GSA Connects 2022 meeting in Denver, Colorado

Paper No. 169-2
Presentation Time: 9:00 AM-1:00 PM

A GRANULAR APPROACH TO SEAWATER MG/CA RATIOS OF THE LATE PENNSYLVANIAN MIDCONTINENT SEA


CHRPA, Michelle, Department of Earth Sciences, University of Delaware, Newark, DE 19716 and RAYMOND, Anne, Department of Geology & Geophysics, Texas A&M University, College Station, TX 77843

Well-preserved crinoids have been used to predict the Mg/Ca ratio of Phanerozoic seawater (Mg/CaSW), because crinoid skeletons reflect the Mg content of the seawater in which the animals lived. However, this method ignores species-level differences in crinoid Mg/Ca ratios (Mg/CaC), and regional variations in the Mg/CaSW within epicontinental seas. Current understanding of Pennsylvanian Mg/CaSW ratios comes from four localities reported by Dickson. All lay in the Late Pennsylvanian Midcontinent Sea (LPMS) of North America; however, only the Virgilian Holder Formation in the Orogrande Basin came from a known stratigraphic unit.

This study examines the Mg/CaSW record for the LPMS using Desmoinesian to Virgillian samples from the Midland, Anadarko and Midcontinent basins.

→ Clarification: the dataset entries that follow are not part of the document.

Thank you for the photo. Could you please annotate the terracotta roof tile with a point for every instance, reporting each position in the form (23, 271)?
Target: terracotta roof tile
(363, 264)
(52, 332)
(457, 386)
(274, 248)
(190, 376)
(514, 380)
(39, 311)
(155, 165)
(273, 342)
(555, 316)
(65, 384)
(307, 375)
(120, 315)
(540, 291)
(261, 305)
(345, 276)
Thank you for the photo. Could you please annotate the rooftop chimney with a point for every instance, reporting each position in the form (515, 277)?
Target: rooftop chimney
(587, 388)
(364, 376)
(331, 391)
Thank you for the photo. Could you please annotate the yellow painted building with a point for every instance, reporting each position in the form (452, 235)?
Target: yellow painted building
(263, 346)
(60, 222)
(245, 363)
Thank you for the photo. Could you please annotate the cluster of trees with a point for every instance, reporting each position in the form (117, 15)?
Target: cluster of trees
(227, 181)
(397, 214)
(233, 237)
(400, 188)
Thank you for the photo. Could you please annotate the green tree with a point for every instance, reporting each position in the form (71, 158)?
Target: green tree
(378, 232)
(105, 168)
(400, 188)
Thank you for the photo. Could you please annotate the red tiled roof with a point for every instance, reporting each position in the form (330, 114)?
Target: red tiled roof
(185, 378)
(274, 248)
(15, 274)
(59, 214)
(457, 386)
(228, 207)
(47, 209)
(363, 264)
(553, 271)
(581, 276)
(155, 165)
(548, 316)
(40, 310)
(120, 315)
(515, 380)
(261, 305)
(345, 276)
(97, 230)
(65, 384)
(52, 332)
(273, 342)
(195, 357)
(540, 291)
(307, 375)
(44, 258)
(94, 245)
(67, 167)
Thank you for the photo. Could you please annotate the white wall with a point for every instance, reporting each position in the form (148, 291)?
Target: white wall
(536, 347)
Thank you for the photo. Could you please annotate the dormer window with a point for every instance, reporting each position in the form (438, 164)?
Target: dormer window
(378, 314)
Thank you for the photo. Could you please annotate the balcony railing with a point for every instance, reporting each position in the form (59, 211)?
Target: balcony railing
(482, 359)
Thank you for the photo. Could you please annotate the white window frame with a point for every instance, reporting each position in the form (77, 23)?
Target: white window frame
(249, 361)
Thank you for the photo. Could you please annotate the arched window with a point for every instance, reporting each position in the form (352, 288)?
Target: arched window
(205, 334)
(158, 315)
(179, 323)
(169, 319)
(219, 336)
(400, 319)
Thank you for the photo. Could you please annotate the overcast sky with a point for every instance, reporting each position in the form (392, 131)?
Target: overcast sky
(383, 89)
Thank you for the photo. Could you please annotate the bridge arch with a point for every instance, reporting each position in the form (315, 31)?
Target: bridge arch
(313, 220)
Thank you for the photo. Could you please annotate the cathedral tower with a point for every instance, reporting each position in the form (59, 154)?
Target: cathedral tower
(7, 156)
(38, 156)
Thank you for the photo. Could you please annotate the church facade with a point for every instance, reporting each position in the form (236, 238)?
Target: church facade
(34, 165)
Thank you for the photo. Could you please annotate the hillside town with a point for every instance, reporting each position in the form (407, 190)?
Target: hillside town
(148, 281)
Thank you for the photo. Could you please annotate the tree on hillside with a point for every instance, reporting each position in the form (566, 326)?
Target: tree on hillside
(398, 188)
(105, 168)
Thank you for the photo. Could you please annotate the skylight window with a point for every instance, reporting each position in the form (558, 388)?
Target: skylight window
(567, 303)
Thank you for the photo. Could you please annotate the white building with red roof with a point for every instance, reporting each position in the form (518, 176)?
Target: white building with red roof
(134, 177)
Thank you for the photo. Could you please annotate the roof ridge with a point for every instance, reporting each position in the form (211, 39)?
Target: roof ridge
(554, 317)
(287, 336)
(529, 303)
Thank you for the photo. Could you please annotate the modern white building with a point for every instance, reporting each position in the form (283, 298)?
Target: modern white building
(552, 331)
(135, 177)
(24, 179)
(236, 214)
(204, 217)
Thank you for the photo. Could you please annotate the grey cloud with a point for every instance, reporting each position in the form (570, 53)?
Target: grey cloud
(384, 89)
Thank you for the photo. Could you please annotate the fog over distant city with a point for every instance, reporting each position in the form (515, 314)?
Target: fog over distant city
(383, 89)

All of the crinoids used in this study preserve stereom microstructure. They come from a range of depositional and diagenetic environments: coal balls from coastal swamps, shallow marine limestones, and siderite nodules from relatively deep-water shales. We use both a partition coefficient* DCMg = 0.03757 and power partition function Mg/CaC = 0.0516Mg/CaSW0.668 to estimate the Mg/CaSW ratio of LPMS seawater.

Pennsylvanian crinoids from the LPMS studied by Dickson contained 9.9 – 12.5 mole % MgCO3, corresponding to Mg/CaSW of 2.9 – 3.8* and 3.1 – 4.6 mol/mol. This study includes crinoids from the: Kalo Formation, IA (Desmoinesian, coal ball); Dalton coal, TX (Missourian, coal ball); Barnsdall Formation, OK (Missourian, siderite nodule in marine shale); and Colony Creek Formation, TX (Virgillian, marine shale). Geochemical analysis yields Mg content ranging from 10.2 – 11.0 mole % MgCO3 (N = 39 ossicles; 193 points). Estimated Mg/CaSW ratios are 3.0 – 3.3* and 3.5 – 3.8mol/mol. These ratios fall well within the range of previously reported Mg/CaSW for the LPMS, suggesting that the Mg content of seawater was stable within the equatorial LPMS over 10 million years.